US Spy Agency Chief: 'Great Concerns' About Leaker's Security Access
by VOA News June 12, 2013
The head of a secretive U.S. spy agency says he has 'great concerns' about how a contractor with limited education and work experience was cleared to access key details about the government's surveillance program and then leak the information to two newspapers.
National Security Agency director General Keith Alexander testified before a congressional panel Wednesday. He said his agency is investigating how Edward Snowden was approved for clearances that allowed him to look at information about the NSA monitoring of telephone calls and messages sent through the Internet, despite having dropped out of college and worked in several junior-level jobs.
'I have great concerns over that, the access that he had, the process that we did. Those are things that I have to look into and fix,' he said.
But Alexander defended his agency's surveillance program, saying it has disrupted 'dozens of terrorist events' in the U.S. and in other countries over the last several years.
Alexander's testimony came after the 29-year-old Snowden, staying at an undisclosed location in Hong Kong, told the South China Morning Post that he plans to stay in the Chinese territory and fight any U.S. effort to extradite him to face possible criminal charges.
He told the newspaper that his intention 'is to ask the courts and people of Hong Kong to decide my fate.'
Hong Kong has an extradition treaty with the U.S. and has turned over some fugitives to the American government in recent years. But China retains the authority to block extraditions from the territory if it considers the allegations against suspects to be political.
Snowden said people who think he made a mistake in traveling to Hong Kong before identifying himself as the source of the leaks misunderstand his intentions. He told the newspaper, 'I am not here to hide from justice; I am here to reveal criminality.'
With his revelation of the secret monitoring, a lively debate is under way in the U.S. about how Snowden should be viewed.
He told the newspaper, 'I'm neither traitor nor hero. I'm an American.'
The U.S. government has acknowledged that in its fight against terrorism the NSA has collected vast information about telephone calls, but says it has not listened to conversations. It also says it has monitored foreign use of the Internet through networks owned by major U.S. Internet companies.

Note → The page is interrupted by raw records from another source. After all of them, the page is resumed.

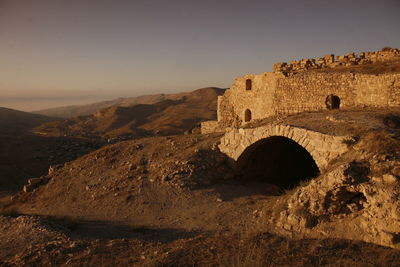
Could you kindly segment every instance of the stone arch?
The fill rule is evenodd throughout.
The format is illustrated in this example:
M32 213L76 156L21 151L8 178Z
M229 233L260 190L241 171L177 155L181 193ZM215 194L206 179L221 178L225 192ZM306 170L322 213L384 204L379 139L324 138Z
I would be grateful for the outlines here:
M319 174L317 164L304 147L276 135L248 146L237 159L236 170L244 180L267 182L282 189Z
M251 86L252 86L251 79L246 79L246 90L247 91L251 90Z
M220 150L236 161L244 150L261 139L283 136L308 151L318 168L323 170L332 159L348 150L351 136L332 136L289 125L264 125L256 128L232 129L221 139Z
M334 94L328 95L325 99L325 105L327 109L339 109L340 97Z
M249 121L251 121L251 110L246 109L244 111L244 122L249 122Z

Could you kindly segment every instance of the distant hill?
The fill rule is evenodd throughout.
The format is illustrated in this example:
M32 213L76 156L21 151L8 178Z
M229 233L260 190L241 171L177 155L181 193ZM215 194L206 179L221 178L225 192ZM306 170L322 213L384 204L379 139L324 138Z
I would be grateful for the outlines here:
M73 118L77 116L90 115L96 111L112 106L129 107L138 104L155 104L164 100L178 100L190 92L177 94L154 94L142 95L137 97L117 98L113 100L101 101L87 105L73 105L34 111L35 114L52 116L58 118Z
M0 107L0 136L20 135L57 118Z
M119 102L124 106L116 106L117 102L113 102L113 106L91 115L45 123L36 127L35 132L50 136L179 134L201 121L215 119L217 97L224 91L207 87L189 93L125 99ZM155 103L128 105L129 102L146 101Z
M47 159L54 155L47 150L55 146L55 138L37 137L30 131L55 120L0 107L0 194L20 189L27 179L47 171L50 165Z

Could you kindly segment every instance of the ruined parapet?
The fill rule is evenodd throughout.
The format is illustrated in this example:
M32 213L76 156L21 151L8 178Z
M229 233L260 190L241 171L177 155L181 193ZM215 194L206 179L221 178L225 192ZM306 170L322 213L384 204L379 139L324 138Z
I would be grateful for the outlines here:
M363 52L360 53L360 57L363 57L365 60L372 63L392 61L400 58L400 49L390 48L384 51Z
M359 55L349 53L347 55L337 56L328 54L317 59L301 59L297 61L279 62L274 64L273 72L283 73L285 76L290 76L297 72L321 69L335 68L339 66L362 65L375 62L386 62L400 59L400 49L388 48L377 52L361 52Z
M218 121L203 121L201 123L202 134L218 133L218 132L224 132L223 127L221 127Z
M275 73L283 73L285 76L290 75L292 73L296 73L303 70L310 69L318 69L320 68L320 64L313 58L302 59L298 61L290 61L290 63L279 62L274 64L273 72Z

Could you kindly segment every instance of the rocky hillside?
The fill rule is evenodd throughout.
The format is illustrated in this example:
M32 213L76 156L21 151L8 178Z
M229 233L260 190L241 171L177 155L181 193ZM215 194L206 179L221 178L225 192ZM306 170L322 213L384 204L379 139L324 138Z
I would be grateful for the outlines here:
M399 118L393 108L255 122L354 137L320 175L286 190L238 173L219 134L104 146L3 200L0 257L10 265L396 266Z
M28 179L46 174L106 142L96 139L16 135L0 137L0 195L21 190Z
M215 119L223 89L202 88L155 104L112 106L92 115L46 123L35 132L47 136L146 136L178 134Z
M222 89L204 88L161 98L144 96L138 99L170 99L156 104L110 107L90 116L61 121L0 108L0 194L19 190L28 179L47 173L49 166L117 142L123 138L121 135L130 138L190 130L201 120L215 118L216 99L222 93ZM32 133L34 127L37 128L33 132L39 129L42 134ZM119 138L102 138L106 135Z
M214 87L210 87L212 89ZM215 88L218 89L218 88ZM117 98L108 101L101 101L88 105L75 105L75 106L65 106L58 108L50 108L38 110L33 113L53 116L58 118L73 118L77 116L91 115L96 111L105 109L108 107L130 107L139 104L152 105L165 100L179 100L184 96L189 95L190 92L177 93L177 94L154 94L154 95L142 95L137 97L128 98Z
M15 136L46 122L57 120L43 115L0 107L0 136Z
M217 148L219 135L150 137L64 164L28 185L33 193L21 194L14 207L24 214L112 218L156 228L258 229L299 237L324 237L328 231L329 237L396 247L399 115L393 109L280 118L332 132L345 131L347 124L354 136L348 152L293 190L236 173ZM343 223L352 231L343 231Z
M46 138L31 132L38 125L57 120L0 108L0 196L20 190L29 178L46 173L50 165L76 159L104 145L103 140Z

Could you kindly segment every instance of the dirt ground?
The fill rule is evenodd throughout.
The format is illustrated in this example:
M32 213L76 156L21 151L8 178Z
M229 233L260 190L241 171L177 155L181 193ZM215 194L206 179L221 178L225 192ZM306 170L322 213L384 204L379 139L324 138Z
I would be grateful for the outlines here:
M188 233L37 216L0 220L2 266L398 266L400 259L398 250L329 238Z
M365 150L398 160L396 142L372 133L397 138L399 114L365 109L274 119L351 134L369 140ZM4 194L1 265L400 266L398 249L278 234L266 218L297 188L239 179L217 148L220 138L119 142L62 164L31 192Z

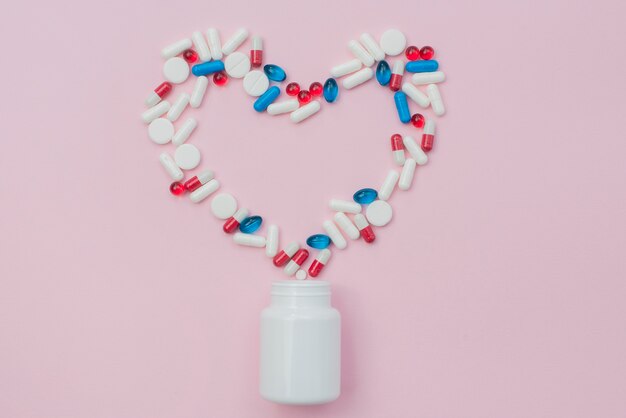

Three of the world's biggest technology companies, U.S.-based Google, Facebook and Microsoft, are asking the Obama administration to let them reveal details of federal court orders to turn over information about their users to U.S. spy agencies. The companies say they want everything transparent and out in the open.
Snowden, a former NSA contractor, revealed details about the Internet and telephone surveillance to The Guardian newspaper in Britain and The Washington Post.
He says it is important to reveal what he says is the government's massive surveillance program on private citizens. The Justice Department is considering criminal charges against Snowden.
The American Civil Liberties Union has filed a lawsuit in federal court challenging whether the NSA spy program is constitutional. The ACLU argues that the spying violates the rights to free speech and privacy. An ACLU attorney says the U.S. Constitution does not let the government carry out unsuspected surveillance of every person in the country.
Some information for this report was provided by AP.